Secara analisis pendidikan akhlak
kita sudah punya kekuatan pendukung dalam bentuk kebijakan makro dan peluang dari munculnya kesadaran
kolektif. Salah satu kelemahan kita adalah krisis multidimensi, sehingga kita
terjebak pada sebuah pertanyaan, harus mulai dari mana kita benahi problem ini.
Selain itu, kita juga menghadapi tantangan arus globalisasi yang setiap
detiknya selalu berubah tanpa bisa kita cegah. Mau ataupun tidak hal ini harus
tetap dihadapi. Maka, kita membutuhkan model pendidikan akhlak yang memang
berorientasi pada penegakan moral dan mau membuka diri terhadap perubahan
zaman. Karena kita butuh generasi-generasi
yang tangguh dalam menghadapi cobaan arus globalisasi. Diharapkan sikap keilmuan yang demikian mampu
mengurai benang kusut problematika
pendidikan akhlak kontekstual.
2.
68
|
3. Dari pendidikan akhlak yang ada dalam kitab washoya terdapat
beberapa relevansinya terhadap pendidikan
akhlak kontekstual yaitu, dari perspektif penyusunan dan kemasan bahasa, washoya menggunakan metode pembelajaran yang mengarah pada
perkembangan peserta didik, metodemetode yang sering dipakai dalam praktek pembelajaran saat ini, misalnya, model pendidikan yang komunikatif,
metode keteladanan, demokratis, metode santri/siswa aktif dan lain-lain. Yang ini perpengaruh pada
perkembangan anak. Walaupun pendidikan akhlak sasaran utamanya adalah pada perkembangan moral
anak, namun dengan beberapa metode “cerdas” yang digunakan syaikh muhammad
syakir, dinilai bisa memberi pengaruh pada tingkat perkembangan-perkembangan yang
lain. Namun juga tidak meninggalkan aspek
religiusitas dari suatu proses pendidikan, yakni dengan mendoakan murid-muridnya. Sedangkan dalam perspektif isi
materi, selain tidak meninggalkan cakupan materi yang menjadi poin utama
hakikat pendidikan akhlak, washoya juga memuat materi yang menjadi
kebutuhan pendidikan akhlak kontekstual, yakni dari semua bab yang tercantum di
atas, bisa dikatakan isi materi juga sesuai dengan pendidikan akhlak yang
berorientasi penegakan moral.
B. Saran-saran
Adapun saran-saran terkait
pembahasan dalam muallafah ini adalah sebagai berikut:
1.
Karya-karya ulama’ islam tentang
pendidikan akhlak dalam bentuk kitab kuning sangat banyak sekali, dan juga familiar dipakai, namun pada
kalangan tertentu, yakni pondok pesantren dan madrasah.
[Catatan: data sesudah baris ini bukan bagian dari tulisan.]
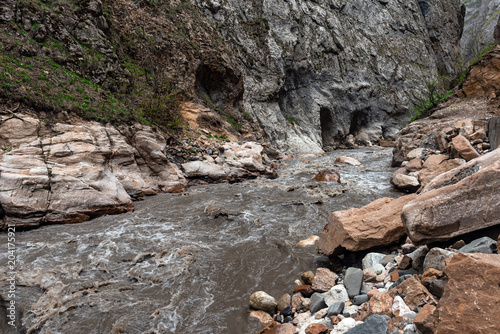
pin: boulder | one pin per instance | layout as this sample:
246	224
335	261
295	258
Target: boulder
459	201
464	148
324	280
262	301
415	294
436	258
471	303
360	229
484	245
403	181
Namun kita sering terjebak
pada penelitian kitab-kitab yang
pegarangnya sudah punya nama di khalayak umum, atau ada juga keinginan meneliti
karena pertimbangan bentuk fisik kitabnya. Maka sebagai tholibul ‘ilmi, kita juga perlu menelaah
karya-karya lain, terlebih karya yang sering digunakan dalam dunia pendidikan, namun luput
dari penelitian, walaupun karya tersebut
hanya familiar di pojok dunia pesantren dan madrasah.
2.
Pendidikan akhlak yang ada dalam
kitab washoya karya syaikh muhammad syakir sangat relevan diterapkan sebagai pendidikan akhlak
kontekstual. Selain metode dan materinya mengenai pendidikan akhlak, metode
pengembangan mental di dalamnya juga bisa membantu menyiapkan perkembangan
mental generasi muda dalam meghadapi arus
globalisasi. Sebagai kitab yang intens dalam pendidikan moral yang bercirikan islam, kitab washoya tidak
sekedar sibuk pada kaidah-kaidah
pembelajaran dan pendidikan, namun sisi religiusitas seperti, do’a dan barokah tidak
ditinggalkannya.
3.
Untuk kepentingan teoritis maupun
praktis bagi pengembangan pendidikan islam, pengkajian secara kritis terhadap konsep-konsep yang
berasal dari ulama-ulama tradisional penting untuk terus dilakukan, karena kitab kuning
merupakan karya agung para ulama’ sholeh sejak dari periode tabi’in.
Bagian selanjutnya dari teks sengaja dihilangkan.